Aunque se desplazó en un ambiente católico cuando estuvo en Italia, a quienes le llegaron a insinuar que se convirtiera, sin transigir, contestaba que: Reformado había nacido y reformado habría de morir
.
El Mesías, a pesar de que su contenido trata sobre el significado del cristianismo, no tuvo una finalidad litúrgica; construido en forma libre, de concierto, se aproximaba a las antiguas cantatas y a los oratorios navideños alemanes. Junto a arias de carácter contemplativo hay trozos corales que representan la voz de la comunidad cristiana. El más famoso es el Aleluya
. Durante su primera ejecución en Inglaterra, el rey —y con él, todo el público— al conmoverse por la potencia y solemnidad de este coro, se levantó espontáneo y permaneció en pie para escucharlo entero.
La obra cumbre de Handel no es una historia sagrada sino un canto reflexivo sobre el misterio de la redención, y la relación entre el hombre y Dios. La casi simétrica alternancia de recitativos, arias y coros no deteriora la línea dramática conseguida por su autor con gran economía de medios armónicos, gracias a una orquestación que no sirve de relleno o apoyo al texto, sino que ayuda a elevar el espíritu de los oyentes. Los cantos llenos de consideraciones piadosas inspiradas en la Biblia son encaminados a mantener la tensión a base de una línea dramática que va creciendo paulatinamente hasta llegar a un momento culminante.
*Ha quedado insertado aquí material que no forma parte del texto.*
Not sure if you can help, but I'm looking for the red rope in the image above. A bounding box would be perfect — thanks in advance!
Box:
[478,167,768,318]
Inspiró a Beethoven, Haydn y Mozart.
De las excelentes versiones que se pueden encontrar en disco, recomiendo el Messiah
(reorquestado por Sir Eugene Goossens) con Jennifer Vyvyan (soprano), Monica Sinclair (mezzosoprano), Jon Vickers (tenor), Giorgio Tosí (bajo); con la Royal Philharmonic Orchestra & Chorus, bajo la conducción de Sir Thomas Beecham; grabado en 1959.
Todos, extraordinarios; a la par de esta obra genial.
—Te puedo llamar ingeniero o ingeniera.
—Sólo si te digo licenciado o licenciada.
—Yo soy tu mamá.
—Yo soy tu hija.
—Estaba jugando. Estoy muy ilusionada porque ya eres ingeniero o ¿ingeniera?
—El título es de ingeniero.
—¿Ya lo viste?, ¿cuándo te lo dan?
—Tengo que hacer primero la tesis.
—¿No la tienes?
—Tengo los libros y apuntes, sólo me falta escribirla.
—Estamos hablando de un mes, mes y medio: ¿cuánto?
—Nada de mes y medio, quiero divertirme un poco y descansar. Cuando estudiaba y te pedía permiso para salir, decías: Cuando termines vas a tener tiempo de divertirte. Ahora estudia
.
—Bueno, lo difícil ya lo hiciste. Quiero tener tu título y conseguir una cita con el ingeniero Salustio para que te den una plaza de coordinador.
—No empieces otra vez. Quiero divertirme y no ser una amargada como las de tu escuela, siempre hablando mal de los hombres, hasta las casadas.
—Tú nunca serás como ellas: eres bonita y estás hecha un mango. Qué bueno que dejaste al pendejo del Froylán.